Richmond pitched well for the Cracker Cats, not dominating, but well enough for the Blue Jays to be interested despite his advanced age, and the Jays brought him on in 2007. Scott was assigned to AA in 2008 where he pitched pretty well for his first taste of AA (the INL was generally somewhere between A and AA), striking out 84 in 89 2/3 innings and walking just 30. Home Runs were his biggest problem, as he allowed about 1.4 HR per 9 innings. Richmond also pitched for Syracuse and the Jays in 2008, and acquitted himself quite well at both levels. In 8 starts at Syracuse, he put up a 40/
33 13 K/BB ratio in 48 innings and did better at limiting the dingers and so had a 3.56 ERA. In 5 starts with Toronto, he didn't strike out as many (though he had a respectable 6.67 K/9 which really is pretty good for a starter's first taste of pro ball) but was extremely stingy with the walks and so ended up with a 10/1 K/BB ratio. It was a small sample size, but Richmond never put up a stinker in his 5 starts, giving the Jays a decent chance to win each time and always going at least 5 innings. In his final start against Baltimore, he blanked the O's for 6 innings to bring his ERA down to 4.00. Surely he can't keep up a 0.67 HR/9, to say nothing of his K/BB ratio, but Richmond has a good track record of limiting the walks while getting a decent amount of strikeouts. If you'll remember, Richmond was the center of a little controversy when he was called up to the Jays to start just a few weeks before the Beijing Olympics, making him ineligible to pitch for Team Canada.
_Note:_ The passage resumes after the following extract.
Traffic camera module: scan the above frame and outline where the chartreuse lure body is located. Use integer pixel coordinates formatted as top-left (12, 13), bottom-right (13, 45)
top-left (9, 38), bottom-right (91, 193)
Richmond is now 29 and it looks like he pitched well enough last year to have a chance at making the starting rotation, at least until Dustin McGowan has recovered sufficiently from shoulder surgery in 2008 to join the rotation. Richmond throws a straight but hard 4-seam fastball (94 mph-ish), a 2-seamer with more movement, a tight slider he has to command, a changeup, and a curve he used as more of a "show" pitch in 2008, at least in the majors. Richmond's slider has more vertical than horizontal movement and if he doesn't command it low in the zone, it's going to get rocked. That said, he gets good results with the slider and it's probably his best pitch. If the Jays' bullpen wasn't so deep, I like Richmond's fastball-slider combo as a righty reliever. Richmond is a tall guy, standing 6'5" and weighing 225 lbs.
Richmond has such a thin track record in the minors from which to draw that it is hard to say whether he enjoyed flukey success with the Jays in 2008 or whether he is capable of holding down a back-end rotation spot. Richmond is somewhat making up for his inability to pitch during the Olympics by taking the mound, as Team Canada's ace, in the upcoming World Baseball Classic. Scott is hoping that the early competition will give him a headstart in his competition for the Jays rotation.
Ricciardi had some nice things to say about Richmond recently and I can see why the Jays think Scott is capable of holding down a starting job. It's funny, his numbers have barely changed, other than that blip in home runs with the Jays, between his days with Edmonton and his stint with the Jays last year. Sure, it's unlikely that someone who was merely holding their own in the Independant Northern League at 27 could be a successful major-league pitcher. But that same pitcher was also holding his own at AA at 28, then at AAA at 28, then in the majors, for however brief a time, at 28. Pitchers can't be curved developmentally like hitters so you just don't know. What do you all expect from the lanky British Columbian?
Bastian's next article is on Mike Maroth and Matt Clement, a pair of reclamation projects. I agree with him that the comparison is interesting (in that they have little in common other than recent shoulder woes) so I think we'll take them up together too.